– Deputy Director says budget cuts to department hampered investigations
By Kiana Wilburg
Three years ago, the coalition administration created the State Asset Recovery Unit (SARU) to recover stolen state assets. Under the guidance of economist, Professor Clive Thomas, the unit dived into a number of investigations. But without legal powers, SARU was confined to a straitjacket. There wasn’t much it could do on the hundreds of reports it received about corruption.
It wasn’t until 2017 that the National Assembly passed legislation for SARU which then became the State Asset Recovery Agency (SARA).
With that accomplishment, many critics of SARA expected that with the accusations and reports of corruption it often spoke of, SARA Directors would have at least two cases ready for the courts in 2018. But it appears that retrieving stolen assets is easier said than done.
SARA’s Deputy Director, Aubrey Heath-Retemyer explained that the entity is facing several challenges. One debilitating factor he pointed to was the budget cuts in 2018. He noted that the entity’s budget proposal for 2018 was slashed by more than 30 percent. It only got about $200M. The SARA Director noted that the budget cuts affected the extent to which investigations could have been carried out. He said that plans to use international companies which are versed in asset recovery had to be placed on the back burner since the funds were not available.
“The government needs to be prepared to invest significant quantities of cash upfront because of the extent of the searching and investigation that would be required to locate state assets. When people steal these assets, they don’t have them lying round. They change form and even jurisdictions and in that sense, government should make a conscious effort to try and understand the budgeting needed to track these assets funds.”
The Deputy Director also addressed criticisms that SARA is moving at a snail’s pace, especially as it relates to bringing cases before the court.

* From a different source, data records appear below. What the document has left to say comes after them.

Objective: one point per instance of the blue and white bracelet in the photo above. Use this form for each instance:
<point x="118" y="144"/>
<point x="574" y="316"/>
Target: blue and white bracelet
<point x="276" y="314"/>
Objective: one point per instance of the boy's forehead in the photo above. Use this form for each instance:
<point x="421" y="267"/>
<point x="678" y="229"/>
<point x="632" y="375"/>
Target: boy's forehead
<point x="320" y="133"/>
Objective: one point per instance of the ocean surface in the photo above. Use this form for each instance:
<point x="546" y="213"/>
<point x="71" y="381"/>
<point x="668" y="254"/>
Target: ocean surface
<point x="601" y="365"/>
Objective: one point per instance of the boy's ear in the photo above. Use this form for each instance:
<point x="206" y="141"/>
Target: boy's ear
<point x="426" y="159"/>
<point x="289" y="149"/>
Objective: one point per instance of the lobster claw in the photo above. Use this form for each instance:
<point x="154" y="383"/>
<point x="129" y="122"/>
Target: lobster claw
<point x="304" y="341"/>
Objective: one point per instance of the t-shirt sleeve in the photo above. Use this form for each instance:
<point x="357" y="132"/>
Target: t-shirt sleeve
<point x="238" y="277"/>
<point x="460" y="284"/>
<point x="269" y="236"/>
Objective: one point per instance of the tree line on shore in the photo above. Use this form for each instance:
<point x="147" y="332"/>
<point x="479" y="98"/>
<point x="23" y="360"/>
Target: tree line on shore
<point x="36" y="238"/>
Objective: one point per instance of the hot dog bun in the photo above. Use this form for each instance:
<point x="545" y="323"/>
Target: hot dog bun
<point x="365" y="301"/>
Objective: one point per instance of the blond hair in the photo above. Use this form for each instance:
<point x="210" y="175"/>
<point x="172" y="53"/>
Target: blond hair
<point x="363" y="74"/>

“Our job is not to just take cases to court. Since we have been established we have done a lot of things. We have worked through a number of other agencies to get things done. We worked with the various regions and that work allowed us to slow down theft and leakages. If we don’t do that kind of work then there will continue to be corruption…”
Heath-Retemyer also called for there to be an appreciation of the time it takes to carry out investigations. He stressed that it often involves going after 20 to 30 pieces of evidence to build a case. Heath-Retemyer noted, too, that Guyana being a paper society also makes the job of compiling evidence even more tedious.
“Guyana is a paper society and we have a lot of minutes and so forth that we might want. But when you go for these things, you are thrown in a room with lots of boxes. Then you have to get about 10 people to filter through that. These things are time consuming and when you get all these things and prepare a report on the case, you have to get another set of eyes to look at it.”
Further to this, the Deputy Director said that SARA is working with a few international partners. He said that this is necessary since some of the cases involve certain pieces of information which are beyond these shores. He said that there are no signed contracts with these partners. Heath-Retemyer noted however that there is an agreement between SARA and the Caribbean Institute of Forensic Accounting.
“The Caribbean Institute of Forensic Accounting is helping us with a number of things that we may not have the technical competence of doing. There are others that we are courting and discussing agreements with because some cases would be brought in Guyana and others outside, depending on where the evidence is found.”
The Deputy Director said that SARA hopes to rest several cases at the same time. “We are pretty close to doing that albeit we have said that lots of times. We are the first agency doing this kind of work and we want to do it properly. We want to ensure that when we take them before the court, they are properly done and ready.”